In this article, we discuss how to create a User-Defined Format in SAS. You will learn how to create your own formats from scratch and how to create formats based on an existing data set. All concepts will be supported by SAS code and examples.
Create a User-Defined Format
Types of Formats
You use SAS formats to map one value into another. Although SAS provides a wide variety of predefined formats, you can also create your own, user-defined format in SAS. You can use your formats to map:
- a numeric value into a character string
- a character string into a numeric value
- a character string into another character string
Efficiency of User-Defined Formats
The result of applying a SAS format to map one value into another is the same as writing out the mapping in an IF-ELSE-THEN statement. Even so, you could use a SAS merge or SQL join to carry out a mapping. However, a SAS format is more efficient, both in coding and execution time, than an IF-ELSE-THEN statement and a merge/join.

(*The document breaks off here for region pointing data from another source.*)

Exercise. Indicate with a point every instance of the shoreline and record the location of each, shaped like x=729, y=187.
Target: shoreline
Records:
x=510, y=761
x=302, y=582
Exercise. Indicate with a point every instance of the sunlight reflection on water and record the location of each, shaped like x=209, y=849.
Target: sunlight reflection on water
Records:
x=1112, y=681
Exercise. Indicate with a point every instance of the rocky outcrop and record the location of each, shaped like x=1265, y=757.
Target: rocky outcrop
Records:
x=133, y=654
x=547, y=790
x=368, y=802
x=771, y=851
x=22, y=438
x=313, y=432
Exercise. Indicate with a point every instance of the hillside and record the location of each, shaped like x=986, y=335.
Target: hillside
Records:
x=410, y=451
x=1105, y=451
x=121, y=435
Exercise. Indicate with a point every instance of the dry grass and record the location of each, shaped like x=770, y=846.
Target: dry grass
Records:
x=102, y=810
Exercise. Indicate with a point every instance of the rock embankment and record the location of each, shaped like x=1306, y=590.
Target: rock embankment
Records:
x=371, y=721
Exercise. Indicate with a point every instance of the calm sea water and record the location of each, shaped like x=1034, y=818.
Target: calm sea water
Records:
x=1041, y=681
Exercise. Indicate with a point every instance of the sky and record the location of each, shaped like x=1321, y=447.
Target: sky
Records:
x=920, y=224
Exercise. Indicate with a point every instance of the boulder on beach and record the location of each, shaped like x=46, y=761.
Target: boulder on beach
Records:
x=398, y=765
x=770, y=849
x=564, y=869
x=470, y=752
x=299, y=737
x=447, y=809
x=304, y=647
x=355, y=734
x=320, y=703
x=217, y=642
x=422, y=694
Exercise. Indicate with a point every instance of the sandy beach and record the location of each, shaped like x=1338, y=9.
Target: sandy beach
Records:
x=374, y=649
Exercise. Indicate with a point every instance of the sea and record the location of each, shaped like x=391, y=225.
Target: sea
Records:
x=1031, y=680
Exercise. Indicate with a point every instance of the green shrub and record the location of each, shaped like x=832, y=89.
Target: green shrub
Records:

You can use the PROC FORMAT procedure to create your used-defined formats. The syntax of this procedure is straightforward:
proc format; value format_name original_value_1 = new_value_1 original_value_2 = new_value_2 ... original_value_n = new_value_n ; run;
First, you write the value or invalue statement and the name of your format. User-Defined Formats can be 32 characters long, should start with an English letter or an underscore (_), and can’t end with a number.
You use the value statement to map numeric values a character string. On the contrary, you use the invalue statement to map a character string to a numeric value.
After you have defined the name of the format, you list the mapping specification(s), i.e., the original value(s) followed by an =-sign and the new value.
In this section of the article, we show 3 examples of numeric used-defined formats. Remember, to define a numeric format you use the value statement.
Example 1: Mapping a Single Value & a Lists of Values
In our first example, we demonstrate how to create a user-defined format that maps single values (e.g. 1) and lists of values (e.g. 2, 3, and 4). Suppose we have a data set with the numbers one to six (see below). We want to map the numbers 2, 3, and 5 to “Prime”, as well as, 4 and 6 to “Not-Prime”. By convention, the number 1 is neither prime nor composite (i.e., not-prime) and hence we want to map this number to “Not Applicable”.
With the PROC FORMAT procedure, we define the name of our numeric (“prime_fmt”) followed by 3 mapping specifications. First, we use a mapping of a single value, namely 1 = “Not Applicable”. Then, we use twice a mapping of a list of values, that is 2, 3, 5 = “Prime” and 4, 6 = “Not-Prime”.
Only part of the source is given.